U.S.-Iran dialogue: In earlier rounds, Iran usually resisted conducting parallel direct discussions with the United States on the margins of the six-party talks. Yet such one-on-one dialogue is essential for success. Iranian willingness to relax its position, and American willingness to sustain bilateral dialogue in an election year, could indicate a prospect of resolving the nuclear crisis.

Frequency and duration of meetings: Previous unproductive negotiating rounds have been truncated and followed by long pauses. Such pacing would be inconsistent with the urgency of this round. Anything but frequent and prolonged negotiating rounds (though some might be unpublicized or employ back channels) would indicate that the negotiations were headed for failure.

A summer deadline: Sorting out all the issues associated with Iran’s nuclear program, let alone other issues that include Afghanistan, Iraq, support for terrorism and human rights, would take a long time. But in the absence of visible progress by the end of June, new sanctions will go into effect, making it even more painful for Iran to negotiate under pressure. Israel would be likely to conclude, in such a case, that the only option left was military. Diplomacy, in other words, has 11 weeks to yield results. Still, it is not unrealistic to think that most of the criteria described here could be met in the first round of renewed diplomacy — if Iran and its counterparts are determined to move from crisis to problem-solving.

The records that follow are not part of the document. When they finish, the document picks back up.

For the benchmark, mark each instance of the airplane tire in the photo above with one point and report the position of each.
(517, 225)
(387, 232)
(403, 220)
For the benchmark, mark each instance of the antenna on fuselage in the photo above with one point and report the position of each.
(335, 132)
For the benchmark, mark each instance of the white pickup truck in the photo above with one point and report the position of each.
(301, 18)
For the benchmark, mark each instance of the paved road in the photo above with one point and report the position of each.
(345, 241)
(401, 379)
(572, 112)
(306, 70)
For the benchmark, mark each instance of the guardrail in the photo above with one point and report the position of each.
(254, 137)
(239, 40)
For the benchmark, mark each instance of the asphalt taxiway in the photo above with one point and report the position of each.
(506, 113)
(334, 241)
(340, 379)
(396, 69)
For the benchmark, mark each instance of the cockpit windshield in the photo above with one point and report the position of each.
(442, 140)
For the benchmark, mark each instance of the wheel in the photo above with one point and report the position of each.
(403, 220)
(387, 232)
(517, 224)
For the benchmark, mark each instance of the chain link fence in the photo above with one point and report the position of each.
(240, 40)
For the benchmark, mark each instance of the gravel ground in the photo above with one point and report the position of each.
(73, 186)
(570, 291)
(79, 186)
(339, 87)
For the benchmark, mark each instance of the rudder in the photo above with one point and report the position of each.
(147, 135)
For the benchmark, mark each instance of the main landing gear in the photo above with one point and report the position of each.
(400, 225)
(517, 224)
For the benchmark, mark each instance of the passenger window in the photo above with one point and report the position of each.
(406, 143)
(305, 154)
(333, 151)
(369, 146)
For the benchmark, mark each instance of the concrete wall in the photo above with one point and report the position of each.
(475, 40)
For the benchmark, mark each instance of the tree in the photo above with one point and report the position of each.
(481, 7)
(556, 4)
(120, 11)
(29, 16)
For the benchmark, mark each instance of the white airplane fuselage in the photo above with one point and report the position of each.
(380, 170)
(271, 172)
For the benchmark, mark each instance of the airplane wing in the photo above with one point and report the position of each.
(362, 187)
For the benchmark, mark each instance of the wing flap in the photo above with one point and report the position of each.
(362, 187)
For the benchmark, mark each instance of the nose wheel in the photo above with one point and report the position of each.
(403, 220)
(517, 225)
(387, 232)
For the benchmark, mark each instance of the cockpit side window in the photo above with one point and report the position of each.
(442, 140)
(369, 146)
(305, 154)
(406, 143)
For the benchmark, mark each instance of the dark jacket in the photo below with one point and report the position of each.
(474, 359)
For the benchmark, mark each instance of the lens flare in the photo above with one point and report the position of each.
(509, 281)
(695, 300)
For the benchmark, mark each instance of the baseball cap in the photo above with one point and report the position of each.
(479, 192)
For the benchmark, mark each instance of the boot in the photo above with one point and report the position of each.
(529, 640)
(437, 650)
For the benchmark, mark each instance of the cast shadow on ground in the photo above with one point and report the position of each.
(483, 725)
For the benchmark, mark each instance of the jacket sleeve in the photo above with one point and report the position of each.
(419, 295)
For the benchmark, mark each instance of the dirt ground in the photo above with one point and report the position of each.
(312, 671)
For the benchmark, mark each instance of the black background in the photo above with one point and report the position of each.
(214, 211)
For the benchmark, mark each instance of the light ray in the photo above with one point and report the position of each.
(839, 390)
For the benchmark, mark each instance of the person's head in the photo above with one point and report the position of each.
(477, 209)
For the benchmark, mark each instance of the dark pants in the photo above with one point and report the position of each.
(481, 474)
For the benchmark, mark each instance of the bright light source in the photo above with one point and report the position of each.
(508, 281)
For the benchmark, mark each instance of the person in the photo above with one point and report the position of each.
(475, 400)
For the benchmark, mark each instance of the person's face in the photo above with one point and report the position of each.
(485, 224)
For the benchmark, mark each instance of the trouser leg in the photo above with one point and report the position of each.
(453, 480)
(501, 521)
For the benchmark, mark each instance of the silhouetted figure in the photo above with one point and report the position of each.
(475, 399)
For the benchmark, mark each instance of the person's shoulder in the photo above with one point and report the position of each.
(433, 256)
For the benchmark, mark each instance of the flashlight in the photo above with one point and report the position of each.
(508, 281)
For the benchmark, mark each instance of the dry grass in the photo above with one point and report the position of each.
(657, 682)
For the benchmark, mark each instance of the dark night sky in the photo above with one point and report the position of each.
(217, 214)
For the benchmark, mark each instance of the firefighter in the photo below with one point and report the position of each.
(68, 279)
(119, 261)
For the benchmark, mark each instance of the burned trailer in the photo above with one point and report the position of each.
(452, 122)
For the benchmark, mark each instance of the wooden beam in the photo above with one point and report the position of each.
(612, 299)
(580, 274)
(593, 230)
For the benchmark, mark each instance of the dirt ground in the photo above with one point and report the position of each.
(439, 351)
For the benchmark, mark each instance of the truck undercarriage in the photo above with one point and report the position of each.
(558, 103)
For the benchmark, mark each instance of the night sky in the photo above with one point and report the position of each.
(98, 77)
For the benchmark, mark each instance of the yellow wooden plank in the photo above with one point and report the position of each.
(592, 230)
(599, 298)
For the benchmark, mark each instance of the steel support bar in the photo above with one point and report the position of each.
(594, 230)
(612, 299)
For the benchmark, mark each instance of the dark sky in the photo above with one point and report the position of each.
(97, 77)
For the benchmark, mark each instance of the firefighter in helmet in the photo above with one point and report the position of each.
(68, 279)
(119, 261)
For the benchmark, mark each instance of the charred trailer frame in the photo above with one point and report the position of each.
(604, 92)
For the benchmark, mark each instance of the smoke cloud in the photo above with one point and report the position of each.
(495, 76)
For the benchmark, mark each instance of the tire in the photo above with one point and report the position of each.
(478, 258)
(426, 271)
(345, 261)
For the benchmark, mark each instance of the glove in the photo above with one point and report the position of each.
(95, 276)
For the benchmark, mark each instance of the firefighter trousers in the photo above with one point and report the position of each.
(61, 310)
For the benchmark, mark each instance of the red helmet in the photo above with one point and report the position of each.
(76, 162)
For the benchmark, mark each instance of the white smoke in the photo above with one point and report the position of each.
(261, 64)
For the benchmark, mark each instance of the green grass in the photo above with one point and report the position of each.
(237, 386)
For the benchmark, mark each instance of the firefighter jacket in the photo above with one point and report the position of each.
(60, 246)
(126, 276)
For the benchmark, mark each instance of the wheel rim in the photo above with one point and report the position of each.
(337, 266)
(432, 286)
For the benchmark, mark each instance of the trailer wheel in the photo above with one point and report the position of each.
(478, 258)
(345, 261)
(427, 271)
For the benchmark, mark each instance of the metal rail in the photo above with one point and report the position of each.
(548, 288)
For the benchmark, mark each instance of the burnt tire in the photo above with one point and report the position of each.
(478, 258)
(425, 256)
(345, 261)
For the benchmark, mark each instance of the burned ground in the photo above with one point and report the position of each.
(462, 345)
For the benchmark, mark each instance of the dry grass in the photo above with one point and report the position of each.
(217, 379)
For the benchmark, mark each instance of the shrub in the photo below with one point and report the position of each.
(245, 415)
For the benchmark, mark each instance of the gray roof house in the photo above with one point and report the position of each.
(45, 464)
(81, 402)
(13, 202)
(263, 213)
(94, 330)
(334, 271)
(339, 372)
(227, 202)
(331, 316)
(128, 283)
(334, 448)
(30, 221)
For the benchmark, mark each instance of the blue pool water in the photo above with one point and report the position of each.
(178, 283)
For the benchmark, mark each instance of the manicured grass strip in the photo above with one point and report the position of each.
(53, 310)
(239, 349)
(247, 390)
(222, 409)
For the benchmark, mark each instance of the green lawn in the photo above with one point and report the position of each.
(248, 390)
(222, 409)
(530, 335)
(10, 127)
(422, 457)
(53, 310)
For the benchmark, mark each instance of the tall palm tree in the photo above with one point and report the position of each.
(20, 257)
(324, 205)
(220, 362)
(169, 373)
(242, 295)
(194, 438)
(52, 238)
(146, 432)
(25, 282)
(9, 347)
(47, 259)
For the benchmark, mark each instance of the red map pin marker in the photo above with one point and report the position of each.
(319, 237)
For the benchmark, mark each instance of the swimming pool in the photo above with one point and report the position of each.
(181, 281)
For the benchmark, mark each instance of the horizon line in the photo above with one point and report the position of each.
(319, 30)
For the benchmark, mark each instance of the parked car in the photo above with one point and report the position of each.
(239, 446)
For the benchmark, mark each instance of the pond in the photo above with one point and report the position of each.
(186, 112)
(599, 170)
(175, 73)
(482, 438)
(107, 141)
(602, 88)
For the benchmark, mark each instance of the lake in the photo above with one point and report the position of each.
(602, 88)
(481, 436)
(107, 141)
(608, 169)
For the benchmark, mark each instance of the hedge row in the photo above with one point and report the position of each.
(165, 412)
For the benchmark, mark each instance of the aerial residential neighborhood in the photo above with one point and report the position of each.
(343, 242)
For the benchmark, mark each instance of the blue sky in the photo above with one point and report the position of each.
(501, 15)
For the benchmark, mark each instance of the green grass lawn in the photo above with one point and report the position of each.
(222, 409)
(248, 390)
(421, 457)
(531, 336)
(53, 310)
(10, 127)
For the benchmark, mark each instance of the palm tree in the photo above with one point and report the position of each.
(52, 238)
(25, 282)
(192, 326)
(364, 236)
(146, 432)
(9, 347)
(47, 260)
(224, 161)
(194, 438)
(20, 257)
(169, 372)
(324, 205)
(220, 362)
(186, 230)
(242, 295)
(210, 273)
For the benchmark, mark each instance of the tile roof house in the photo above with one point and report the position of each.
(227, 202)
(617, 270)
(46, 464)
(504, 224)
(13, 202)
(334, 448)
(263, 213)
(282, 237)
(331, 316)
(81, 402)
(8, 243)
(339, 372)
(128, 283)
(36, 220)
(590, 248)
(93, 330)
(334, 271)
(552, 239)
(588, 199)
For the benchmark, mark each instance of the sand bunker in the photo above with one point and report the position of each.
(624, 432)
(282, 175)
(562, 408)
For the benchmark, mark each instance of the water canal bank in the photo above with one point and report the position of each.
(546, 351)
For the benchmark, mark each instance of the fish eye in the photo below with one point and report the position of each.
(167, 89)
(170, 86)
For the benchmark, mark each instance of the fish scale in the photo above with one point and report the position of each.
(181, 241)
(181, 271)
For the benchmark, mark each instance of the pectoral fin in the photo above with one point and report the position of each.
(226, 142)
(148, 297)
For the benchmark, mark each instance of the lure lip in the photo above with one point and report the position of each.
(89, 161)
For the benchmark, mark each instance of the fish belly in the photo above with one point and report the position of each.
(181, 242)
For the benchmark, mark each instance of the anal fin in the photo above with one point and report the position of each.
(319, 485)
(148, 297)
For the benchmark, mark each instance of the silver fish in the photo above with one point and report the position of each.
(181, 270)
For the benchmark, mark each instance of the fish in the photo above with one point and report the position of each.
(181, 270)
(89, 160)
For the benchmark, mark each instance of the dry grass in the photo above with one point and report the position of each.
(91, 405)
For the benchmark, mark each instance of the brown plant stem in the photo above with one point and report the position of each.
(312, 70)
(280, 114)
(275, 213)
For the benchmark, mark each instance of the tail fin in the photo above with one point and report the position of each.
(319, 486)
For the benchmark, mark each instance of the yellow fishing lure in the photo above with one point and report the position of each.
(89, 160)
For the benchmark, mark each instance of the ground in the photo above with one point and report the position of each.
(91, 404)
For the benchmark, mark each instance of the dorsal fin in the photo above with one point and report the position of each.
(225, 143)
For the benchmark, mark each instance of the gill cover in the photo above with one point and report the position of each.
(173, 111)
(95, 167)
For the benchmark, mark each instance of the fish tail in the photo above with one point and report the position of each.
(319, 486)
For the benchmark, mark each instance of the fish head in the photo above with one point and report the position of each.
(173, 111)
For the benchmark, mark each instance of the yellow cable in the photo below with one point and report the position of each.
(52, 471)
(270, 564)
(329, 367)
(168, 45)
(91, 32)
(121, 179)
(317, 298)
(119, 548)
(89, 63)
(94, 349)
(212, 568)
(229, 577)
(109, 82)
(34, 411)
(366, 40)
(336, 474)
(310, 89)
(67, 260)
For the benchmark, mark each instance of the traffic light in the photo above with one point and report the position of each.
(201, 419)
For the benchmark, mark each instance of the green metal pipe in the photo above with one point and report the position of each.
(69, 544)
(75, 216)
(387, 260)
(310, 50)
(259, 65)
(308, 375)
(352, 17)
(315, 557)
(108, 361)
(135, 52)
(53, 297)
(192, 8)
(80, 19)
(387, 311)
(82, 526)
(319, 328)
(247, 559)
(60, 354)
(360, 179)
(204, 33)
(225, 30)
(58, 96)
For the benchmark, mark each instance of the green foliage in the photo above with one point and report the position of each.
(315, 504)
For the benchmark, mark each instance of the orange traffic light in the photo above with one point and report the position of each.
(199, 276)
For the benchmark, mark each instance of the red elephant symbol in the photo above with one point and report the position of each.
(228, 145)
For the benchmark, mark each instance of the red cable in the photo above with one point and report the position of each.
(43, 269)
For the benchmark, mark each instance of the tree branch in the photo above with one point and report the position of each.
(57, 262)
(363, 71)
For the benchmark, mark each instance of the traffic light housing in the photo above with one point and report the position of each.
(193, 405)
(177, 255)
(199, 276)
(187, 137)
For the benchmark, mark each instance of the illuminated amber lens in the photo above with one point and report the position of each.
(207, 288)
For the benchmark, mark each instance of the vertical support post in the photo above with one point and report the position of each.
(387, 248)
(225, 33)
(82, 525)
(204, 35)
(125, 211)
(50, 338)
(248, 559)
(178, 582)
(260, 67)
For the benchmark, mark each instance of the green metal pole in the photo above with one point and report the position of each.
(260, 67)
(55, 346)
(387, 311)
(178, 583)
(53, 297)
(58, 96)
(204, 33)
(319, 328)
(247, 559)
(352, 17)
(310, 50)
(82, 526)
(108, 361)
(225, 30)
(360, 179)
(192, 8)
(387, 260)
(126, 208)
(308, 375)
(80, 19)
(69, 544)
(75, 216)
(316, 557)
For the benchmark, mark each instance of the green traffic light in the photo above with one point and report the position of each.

Personally, I found the last point made to be the most interesting – – – the three argue that diplomacy has 11-weeks to yield a favorable result. If these negotiations fail, Israel, according to the authors, may be left with the military option. That’s an interesting observation from an Israeli ex-official (full disclosure, Eli was my boss). I, however, disagree.  I would give negotiations more time to achieve their full potential, though how much more I am not so sure.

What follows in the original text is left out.